For a generation it worked beautifully. Anaheim's vineyards became the largest in California and its wine shipped across the country — for nearly twenty-five years this was the state's leading wine district. Then, in the 1880s, a mysterious blight now known as Pierce's Disease moved through the vines and killed them by the hundreds of thousands. By the late 1880s the vineyards were beyond saving. It could have been the end of the colony. Instead the growers pulled out the dead vines and planted citrus — and Anaheim reinvented itself as the Valencia Orange capital of the nation, its crate labels carrying the town's name to fruit stands all over the country.
Before any of the famous stuff, there was a vineyard. In 1857 fifty German families stepped off a wagon road, fenced a square mile with living willow poles, and planted the biggest vineyard in California — naming their square of valley Anaheim: "Ana" for the Santa Ana River, "heim" for home. Home by the river. When a blight took the grapes they planted oranges and made the place the Valencia capital of the nation. The Mother Colony House still stands. This is the orange-grove California underneath it all — and this page tells that story.
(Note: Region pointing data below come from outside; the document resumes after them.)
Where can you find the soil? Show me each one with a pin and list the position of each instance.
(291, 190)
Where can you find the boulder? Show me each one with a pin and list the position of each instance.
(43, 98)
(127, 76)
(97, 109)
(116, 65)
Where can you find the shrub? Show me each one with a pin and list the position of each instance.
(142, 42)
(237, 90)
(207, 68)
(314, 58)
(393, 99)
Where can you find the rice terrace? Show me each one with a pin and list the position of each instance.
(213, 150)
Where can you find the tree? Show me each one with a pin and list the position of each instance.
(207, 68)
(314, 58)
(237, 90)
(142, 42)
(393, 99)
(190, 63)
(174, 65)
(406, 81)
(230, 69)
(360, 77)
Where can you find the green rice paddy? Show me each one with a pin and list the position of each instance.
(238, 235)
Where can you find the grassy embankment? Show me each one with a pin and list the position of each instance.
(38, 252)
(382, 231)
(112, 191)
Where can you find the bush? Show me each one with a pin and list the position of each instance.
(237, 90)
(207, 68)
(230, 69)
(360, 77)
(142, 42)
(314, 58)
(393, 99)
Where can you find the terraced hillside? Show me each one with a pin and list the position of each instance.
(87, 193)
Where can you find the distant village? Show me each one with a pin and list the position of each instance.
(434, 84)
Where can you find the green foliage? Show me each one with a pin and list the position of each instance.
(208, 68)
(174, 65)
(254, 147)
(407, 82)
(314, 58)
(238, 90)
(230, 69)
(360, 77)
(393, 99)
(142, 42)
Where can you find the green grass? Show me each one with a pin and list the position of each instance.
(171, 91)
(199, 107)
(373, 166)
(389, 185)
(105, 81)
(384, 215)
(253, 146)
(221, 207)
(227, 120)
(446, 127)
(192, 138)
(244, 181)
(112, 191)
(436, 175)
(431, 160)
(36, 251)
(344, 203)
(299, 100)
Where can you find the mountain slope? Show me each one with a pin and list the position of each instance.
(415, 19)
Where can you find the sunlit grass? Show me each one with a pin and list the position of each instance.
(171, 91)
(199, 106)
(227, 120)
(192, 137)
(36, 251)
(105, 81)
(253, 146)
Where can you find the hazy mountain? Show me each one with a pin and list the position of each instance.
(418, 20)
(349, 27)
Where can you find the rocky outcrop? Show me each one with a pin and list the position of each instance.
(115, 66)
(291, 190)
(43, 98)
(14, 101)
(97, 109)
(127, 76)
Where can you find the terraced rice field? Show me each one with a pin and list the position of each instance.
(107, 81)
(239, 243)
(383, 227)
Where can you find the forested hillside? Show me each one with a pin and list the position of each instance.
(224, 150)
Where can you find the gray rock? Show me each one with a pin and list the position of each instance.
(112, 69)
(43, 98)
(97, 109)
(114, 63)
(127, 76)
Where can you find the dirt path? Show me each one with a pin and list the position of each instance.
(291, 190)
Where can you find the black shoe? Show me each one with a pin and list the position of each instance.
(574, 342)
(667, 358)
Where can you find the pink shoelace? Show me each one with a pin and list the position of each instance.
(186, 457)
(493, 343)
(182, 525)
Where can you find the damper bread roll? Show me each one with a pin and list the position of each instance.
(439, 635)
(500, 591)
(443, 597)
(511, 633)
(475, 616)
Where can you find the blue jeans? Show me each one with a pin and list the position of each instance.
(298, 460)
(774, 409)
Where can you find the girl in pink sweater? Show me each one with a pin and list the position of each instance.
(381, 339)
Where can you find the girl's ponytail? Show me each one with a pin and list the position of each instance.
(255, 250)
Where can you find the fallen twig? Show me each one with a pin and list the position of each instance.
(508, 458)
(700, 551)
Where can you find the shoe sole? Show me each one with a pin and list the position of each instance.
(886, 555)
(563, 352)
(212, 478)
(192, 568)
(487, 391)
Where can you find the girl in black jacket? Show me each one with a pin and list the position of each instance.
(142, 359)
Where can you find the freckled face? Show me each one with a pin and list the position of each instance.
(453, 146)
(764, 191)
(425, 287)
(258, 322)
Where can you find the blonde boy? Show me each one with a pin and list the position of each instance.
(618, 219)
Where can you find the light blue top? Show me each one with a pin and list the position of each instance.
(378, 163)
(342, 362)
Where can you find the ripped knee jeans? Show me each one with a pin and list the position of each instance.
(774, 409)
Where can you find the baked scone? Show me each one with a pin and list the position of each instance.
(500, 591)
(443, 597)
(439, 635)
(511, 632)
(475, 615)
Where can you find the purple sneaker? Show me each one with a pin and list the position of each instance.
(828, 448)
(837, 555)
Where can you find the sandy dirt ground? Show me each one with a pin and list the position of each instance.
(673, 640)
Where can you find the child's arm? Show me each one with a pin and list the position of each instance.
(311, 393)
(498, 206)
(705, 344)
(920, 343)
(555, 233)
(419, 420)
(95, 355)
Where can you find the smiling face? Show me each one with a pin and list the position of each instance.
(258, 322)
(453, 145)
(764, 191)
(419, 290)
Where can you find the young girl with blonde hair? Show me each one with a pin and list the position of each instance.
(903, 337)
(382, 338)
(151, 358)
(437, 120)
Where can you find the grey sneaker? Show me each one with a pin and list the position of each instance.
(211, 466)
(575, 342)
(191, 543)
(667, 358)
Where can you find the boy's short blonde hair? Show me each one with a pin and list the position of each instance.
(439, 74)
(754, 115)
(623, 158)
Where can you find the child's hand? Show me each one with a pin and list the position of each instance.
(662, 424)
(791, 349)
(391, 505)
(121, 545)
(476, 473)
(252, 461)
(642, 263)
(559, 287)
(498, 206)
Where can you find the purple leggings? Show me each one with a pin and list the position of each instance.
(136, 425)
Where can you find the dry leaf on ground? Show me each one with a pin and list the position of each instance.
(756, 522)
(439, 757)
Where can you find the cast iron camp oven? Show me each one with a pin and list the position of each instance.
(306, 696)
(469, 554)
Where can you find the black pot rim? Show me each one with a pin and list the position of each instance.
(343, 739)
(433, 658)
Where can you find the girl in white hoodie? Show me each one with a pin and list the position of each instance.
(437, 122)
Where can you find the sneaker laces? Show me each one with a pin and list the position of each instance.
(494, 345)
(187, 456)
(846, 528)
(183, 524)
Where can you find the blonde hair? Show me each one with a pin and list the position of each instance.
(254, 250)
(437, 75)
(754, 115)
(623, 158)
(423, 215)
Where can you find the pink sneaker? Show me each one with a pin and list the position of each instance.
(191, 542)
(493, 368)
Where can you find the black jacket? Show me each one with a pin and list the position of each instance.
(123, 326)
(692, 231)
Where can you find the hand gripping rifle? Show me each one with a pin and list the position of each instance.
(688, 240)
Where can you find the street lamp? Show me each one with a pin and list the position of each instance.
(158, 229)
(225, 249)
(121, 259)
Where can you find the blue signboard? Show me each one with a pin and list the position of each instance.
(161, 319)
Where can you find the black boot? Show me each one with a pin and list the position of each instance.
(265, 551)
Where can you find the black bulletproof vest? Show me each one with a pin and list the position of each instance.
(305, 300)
Why People Visit Anaheim California
- Tour the Mother Colony House (1857), the oldest wood-framed building in Orange County.
- Walk Founders' Park beneath the Landmark Moreton Bay fig and the recreated 19th-century grounds.
- Browse the Anaheim Packing House, a restored 1919 citrus-era packing building turned food hall.
- Stroll the Center Street Promenade and the historic downtown colony grid.
- Relax at Pearson Park, with its lawns, amphitheater, and shaded neighborhood paths.